Mathematically it is true, hence it is theoretical, but there are no evidences to support multiverse cosmology, therefore it is still hypothetical.

And while I do find multiverse to be fascinating subject, it is only show to be true in sci-fi or fantasy.
It is testable but Quantum physicists don't have an answer as to what the objects are really doing. Many worlds interpretation is consistent with the evidence quantum mechanics without resorting to a mystical collapse.

As with the other interpretations of quantum mechanics, the many-worlds interpretation is motivated by behavior that can be illustrated by the double-slit experiment. When particles of light (or anything else) are passed through the double slit, a calculation assuming wave-like behavior of light can be used to identify where the particles are likely to be observed. Yet when the particles are observed in this experiment, they appear as particles (i.e., at definite places) and not as non-localized waves.

Some versions of the Copenhagen interpretation of quantum mechanics proposed a process of "collapse" in which an indeterminate quantum system would probabilistically collapse down onto, or select, just one determinate outcome to "explain" this phenomenon of observation. Wavefunction collapse was widely regarded as artificial and ad hoc[citation needed], so an alternative interpretation in which the behavior of measurement could be understood from more fundamental physical principles was considered desirable.

Everett's Ph.D. work provided such an alternative interpretation. Everett stated that for a composite system – for example a subject (the "observer" or measuring apparatus) observing an object (the "observed" system, such as a particle) – the statement that either the observer or the observed has a well-defined state is meaningless; in modern parlance, the observer and the observed have become entangled; we can only specify the state of one relative to the other, i.e., the state of the observer and the observed are correlated after the observation is made. This led Everett to derive from the unitary, deterministic dynamics alone (i.e., without assuming wavefunction collapse) the notion of a relativity of states.

Everett noticed that the unitary, deterministic dynamics alone decreed that after an observation is made each element of the quantum superposition of the combined subject–object wavefunction contains two "relative states": a "collapsed" object state and an associated observer who has observed the same collapsed outcome; what the observer sees and the state of the object have become correlated by the act of measurement or observation.

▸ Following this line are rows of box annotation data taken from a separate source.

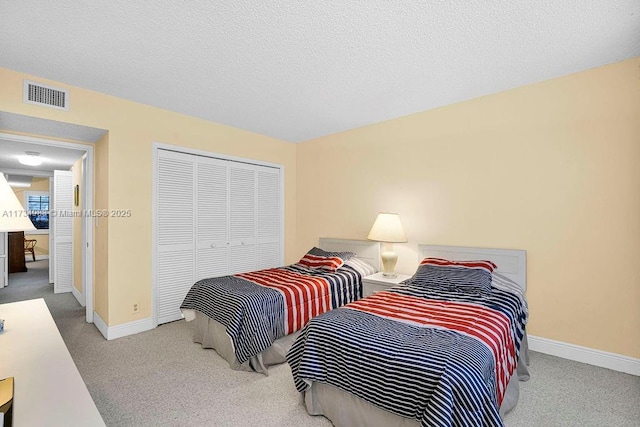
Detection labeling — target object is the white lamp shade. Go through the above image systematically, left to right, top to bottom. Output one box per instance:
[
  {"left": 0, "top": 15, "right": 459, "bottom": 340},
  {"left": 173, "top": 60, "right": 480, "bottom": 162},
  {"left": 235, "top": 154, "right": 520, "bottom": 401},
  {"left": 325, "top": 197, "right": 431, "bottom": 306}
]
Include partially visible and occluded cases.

The subsequent evolution of each pair of relative subject–object states proceeds with complete indifference as to the presence or absence of the other elements, as ifwavefunction collapse has occurred, which has the consequence that later observations are always consistent with the earlier observations. Thus the appearance of the object's wavefunction's collapse has emerged from the unitary, deterministic theory itself. (This answered Einstein's early criticism of quantum theory, that the theory should define what is observed, not for the observables to define the theory).[25]Since the wavefunction merely appears to have collapsed then, Everett reasoned, there was no need to actually assume that it had collapsed. And so, invoking Occam's razor, he removed the postulate of wavefunction collapse from the theory.
https://en.wikipedia.org/wiki/Many-worlds_interpretation
 

LegionOnomaMoi

Veteran Member
Premium Member
An irrelevant distinction.
I noticed you glossed over the more important point in what you quoted, which I will repeat:
Ironic, given that many physicists and cosmologists feel the multiverse hypothesis is religious in nature:
"Despite the growing popularity of the multiverse proposal, it must be admitted that many physicists remain deeply uncomfortable with it. The reason is clear: the idea is highly speculative and, from both a cosmological and a particle physics perspective, the reality of a multiverse is currently untestable...For these reasons, some physicists do not regard these ideas as coming under the purvey of science at all. Since our confidence in them is based on faith and aesthetic considerations (for example mathematical beauty) rather than experimental data, they regard them as having more in common with religion than science."
from the editor's introduction to Carr, B. (Ed.). (2007). Universe or multiverse?. Cambridge University Press.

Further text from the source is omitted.